The electric current from a flexible battery placed near the knuckle flows through the conductor and powers the LED just below the fingernail. CREDIT 2017 Someya Laboratory.
It is now possible to wear a hypoallergenic electronic sensor on the skin continuously for a week without any discomfort. This sensor is extremely thin and light such that users tend to forget that they even have it on, explains a Japanese group of scientists.
The elastic electrode developed from breathable nanoscale meshes proves to be promising for the development of noninvasive e-skin devices capable of monitoring an individual’s health continuously over a prolonged time period.

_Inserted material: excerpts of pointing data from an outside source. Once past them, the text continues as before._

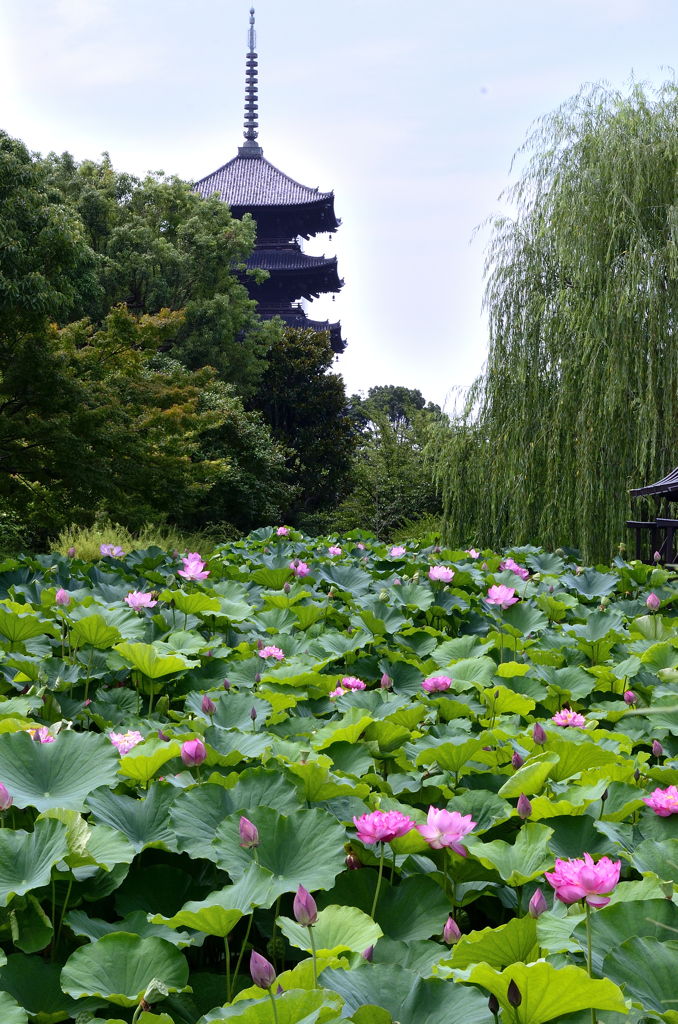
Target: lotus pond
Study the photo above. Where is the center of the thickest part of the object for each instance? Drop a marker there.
(316, 779)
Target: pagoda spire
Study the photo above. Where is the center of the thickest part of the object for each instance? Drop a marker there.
(251, 147)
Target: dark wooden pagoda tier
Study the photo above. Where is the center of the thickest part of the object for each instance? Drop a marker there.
(284, 211)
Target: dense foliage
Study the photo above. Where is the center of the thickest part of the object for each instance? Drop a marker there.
(182, 747)
(578, 401)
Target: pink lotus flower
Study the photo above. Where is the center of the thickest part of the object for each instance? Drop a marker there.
(193, 753)
(502, 596)
(436, 684)
(446, 828)
(567, 717)
(138, 599)
(664, 802)
(576, 880)
(382, 826)
(271, 652)
(508, 563)
(194, 567)
(299, 568)
(440, 573)
(113, 550)
(351, 683)
(125, 740)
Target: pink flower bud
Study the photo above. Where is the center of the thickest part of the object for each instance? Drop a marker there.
(538, 904)
(249, 834)
(193, 753)
(451, 933)
(304, 907)
(523, 806)
(208, 707)
(262, 972)
(539, 735)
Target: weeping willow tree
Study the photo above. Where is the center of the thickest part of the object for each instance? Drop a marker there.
(579, 398)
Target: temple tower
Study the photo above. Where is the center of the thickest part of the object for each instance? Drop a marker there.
(285, 212)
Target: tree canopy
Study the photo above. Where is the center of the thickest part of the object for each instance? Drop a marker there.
(579, 400)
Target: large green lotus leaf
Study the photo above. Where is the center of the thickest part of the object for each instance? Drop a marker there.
(58, 774)
(144, 658)
(415, 909)
(136, 923)
(615, 924)
(304, 848)
(451, 753)
(526, 859)
(144, 760)
(35, 986)
(27, 858)
(144, 822)
(575, 758)
(531, 778)
(120, 966)
(546, 992)
(94, 631)
(337, 929)
(660, 858)
(648, 969)
(499, 947)
(407, 996)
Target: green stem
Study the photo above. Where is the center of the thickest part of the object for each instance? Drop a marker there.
(376, 895)
(242, 950)
(312, 948)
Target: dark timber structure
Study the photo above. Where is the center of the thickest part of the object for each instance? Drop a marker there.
(284, 211)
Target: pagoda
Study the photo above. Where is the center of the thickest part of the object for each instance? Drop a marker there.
(285, 212)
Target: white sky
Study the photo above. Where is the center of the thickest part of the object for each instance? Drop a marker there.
(411, 112)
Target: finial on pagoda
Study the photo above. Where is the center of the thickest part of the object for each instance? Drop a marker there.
(251, 147)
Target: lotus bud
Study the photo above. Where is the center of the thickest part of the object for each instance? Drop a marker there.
(538, 904)
(262, 972)
(523, 806)
(249, 834)
(539, 735)
(451, 933)
(208, 707)
(193, 753)
(305, 910)
(513, 994)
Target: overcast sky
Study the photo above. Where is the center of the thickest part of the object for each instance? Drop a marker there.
(411, 112)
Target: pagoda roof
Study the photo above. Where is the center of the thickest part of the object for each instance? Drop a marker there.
(666, 487)
(247, 181)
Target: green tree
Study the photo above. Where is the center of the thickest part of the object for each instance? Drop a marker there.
(306, 408)
(580, 397)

Recent years have witnessed advancements in wearable electronics capable of monitoring heart rate and other significant health signals, with next-generation gadgets making use of highly elastic, lightweight materials fixed directly onto the skin for more precise, sensitive measurements. However, even though the ultrathin films and rubber sheets employed in these devices stick on and conform well to the skin, their lack of breathability is considered to be unsafe for prolonged usage: dermatological tests prove that the stretchable, fine materials prevent sweating and also block airflow surrounding the skin, leading to inflammation and irritation, which could eventually result in lasting psychological and physiological effects.
We learned that devices that can be worn for a week or longer for continuous monitoring were needed for practical use in medical and sports applications.
Professor Takao Someya,
Graduate School of Engineering, University of Tokyo
In the present research, the group produced an electrode made from nanoscale meshes comprising of a water-soluble polymer, a gold layer, and polyvinyl alcohol (PVA)--materials that are considered to be biologically compatible with the body and also safe. It is possible to use this device by spraying a small amount of water, which dissolves the PVA nanofibers and then permits it to stick to the skin in an effortless manner. The device corresponded flawlessly to curvilinear surfaces of human skin, such as the ridges of an index finger's fingerprint pattern and sweat pores.
Next, the researchers performed a skin patch test on 20 subjects. These subjects were made to wear the device for a week and the researchers detected no inflammation on the participants' skin. The group also examined the permeability, with water vapor, of the nanomesh conductor — together with those of other substrates such as a thin rubber sheet and ultrathin plastic foil — and discovered that its porous mesh structure displayed greater gas permeability when compared to that of the other materials.
The scientists also proved the mechanical durability of the device via repeated bending and stretching, over and above 10,000 times, of a conductor fixed on the forefinger; they also proved its reliability as an electrode ideal for electromyogram recordings when its readings of the muscles’ electrical activity were comparable to those attained via standard gel electrodes.
"It will become possible to monitor patients' vital signs without causing any stress or discomfort," states Someya about the potential implications of the team's research. Besides medical and nursing care applications, the new device promises to enable precise, continuous monitoring of the bodily motion and physiological signals of an athlete without hindering their performance or training.